Il caso riguarda i tre fratelli Conticini: Alessandro, Luca e Andrea, quest’ultimo marito di una sorella di Matteo Renzi. Il maggiore dei tre, Alessandro, è accusato dai pm di essersi appropriato di una buona parte delle donazioni ricevute dalla onlus di cui è fondatore e direttore – la Pet Therapy Africa, consociata alla casa madre Play Therapy ltd Londra -, facendoli transitare sui conti bancari propri e dei fratelli minori. Si tratterebbe di circa 6,6 milioni dei 10 totali con cui Unicef (3,8 milioni dollari tra 2008 e 2013), Fondazione Pulitzer (5,5 milioni dollari tra 2009 e 2016 transitati dalla onlus Operations Usa) e altre onlus americane e australiane (900.000 dollari complessivi) credevano di finanziare attività benefiche destinate ai bambini di Play Therapy Africa. I tre fratelli sono tutti indagati per riciclaggio, e Alessandro e Luca anche per appropriazione indebita.

La nascita dell’inchiesta

I pm ritengono che i 6,6 milioni di dollari finiti nei conti dell'agenzia della Cassa di Risparmio di Rimini a Castenaso sia una somma sproporzionata - anche rispetto a eventuali compensi e spese sostenuti da Alessandro Conticini per i suoi impegni con la Play Therapy Africa-, sul totale dei 10 milioni donati.
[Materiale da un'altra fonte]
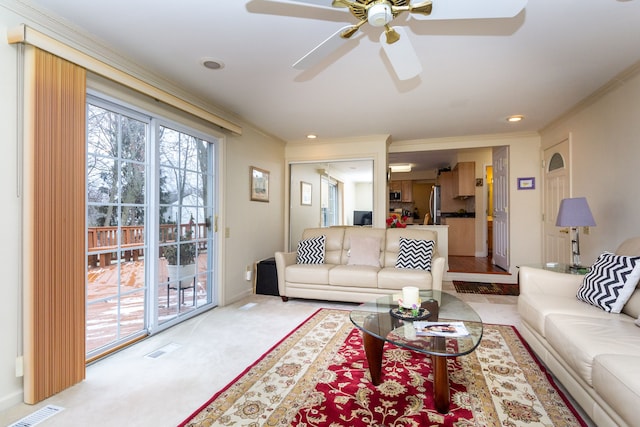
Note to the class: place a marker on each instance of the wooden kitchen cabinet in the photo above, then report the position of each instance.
(462, 236)
(464, 179)
(405, 188)
(407, 191)
(447, 201)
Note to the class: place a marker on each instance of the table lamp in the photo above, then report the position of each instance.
(574, 213)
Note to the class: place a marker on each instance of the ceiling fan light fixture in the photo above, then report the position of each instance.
(391, 35)
(379, 15)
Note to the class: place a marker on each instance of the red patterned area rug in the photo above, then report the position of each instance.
(318, 376)
(486, 288)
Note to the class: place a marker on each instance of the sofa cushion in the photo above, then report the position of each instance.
(360, 276)
(354, 234)
(616, 379)
(610, 282)
(314, 274)
(364, 251)
(333, 242)
(311, 251)
(392, 244)
(397, 278)
(415, 254)
(535, 307)
(579, 339)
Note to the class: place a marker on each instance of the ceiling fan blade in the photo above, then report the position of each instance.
(323, 50)
(401, 55)
(471, 9)
(324, 4)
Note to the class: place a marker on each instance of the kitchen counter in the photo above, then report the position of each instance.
(458, 215)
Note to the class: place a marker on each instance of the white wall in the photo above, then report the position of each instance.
(10, 218)
(605, 149)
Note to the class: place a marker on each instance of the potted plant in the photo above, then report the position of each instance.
(181, 260)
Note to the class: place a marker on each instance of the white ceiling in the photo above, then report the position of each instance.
(475, 72)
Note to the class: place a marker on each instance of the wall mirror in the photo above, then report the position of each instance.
(328, 193)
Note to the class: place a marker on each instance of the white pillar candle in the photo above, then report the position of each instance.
(410, 296)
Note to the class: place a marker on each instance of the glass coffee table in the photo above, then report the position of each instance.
(380, 321)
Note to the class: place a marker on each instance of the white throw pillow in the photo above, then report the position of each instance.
(415, 254)
(311, 251)
(364, 251)
(610, 281)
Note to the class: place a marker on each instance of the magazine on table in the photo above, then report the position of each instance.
(440, 329)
E le rogatorie e altri accertamenti avrebbero ricostruito che parte dei soldi avrebbe preso vie diverse dall'Africa.

Invito a comparire

Ai Conticini la procura ha notificato un invito a comparire per il 14 giugno scorso: nessuno di loro si è presentato. La procura ha poi dovuto fare una rogatoria verso Unicef, Fondazione Pulitzer e le altre parti offese perché, con la riforma Orlando relativa al reato di appropriazione indebita, questi enti devono presentare querela affinché il procedimento possa andare avanti

Le parole della difesa dei fratelli

"I tempi della difesa li decide la difesa": così l'avvocato Federico Bagattini di Firenze, difensore dei tre fratelli Conticini, ha commentato la decisione di non presentarsi, da parte di nessuno dei tre indagati, alla procura di Firenze il 14 giugno scorso dove i magistrati Luca Turco e Giuseppina Mione li avevano invitati a comparire. "A dicembre scorso avevamo chiesto noi di comparire davanti al pm, ma il pm non ce lo ha concesso", ha anche detto l'avvocato Bagattini non volendo aggiungere altro sull'inchiesta.

La risposta di Renzi

"Prendiamola sul ridere, dai, che forse è meglio così. Un'indagine aperta da ben due anni su un fratello del marito di una mia sorella per presunte irregolarità (presunte), nel suo lavoro di dirigente della cooperazione”, il post di Matteo Renzi sulla vicenda dei fratelli Conticini è polemico. “Prove? Dopo due anni di indagini non risultano, le vedremo al processo”. L’ex premier dice dunque di voler attendere le sentenze, “anche quelle per risarcimento danni perché essere buoni va bene, ma il mutuo di casa lo pagheremo con i risarcimenti”.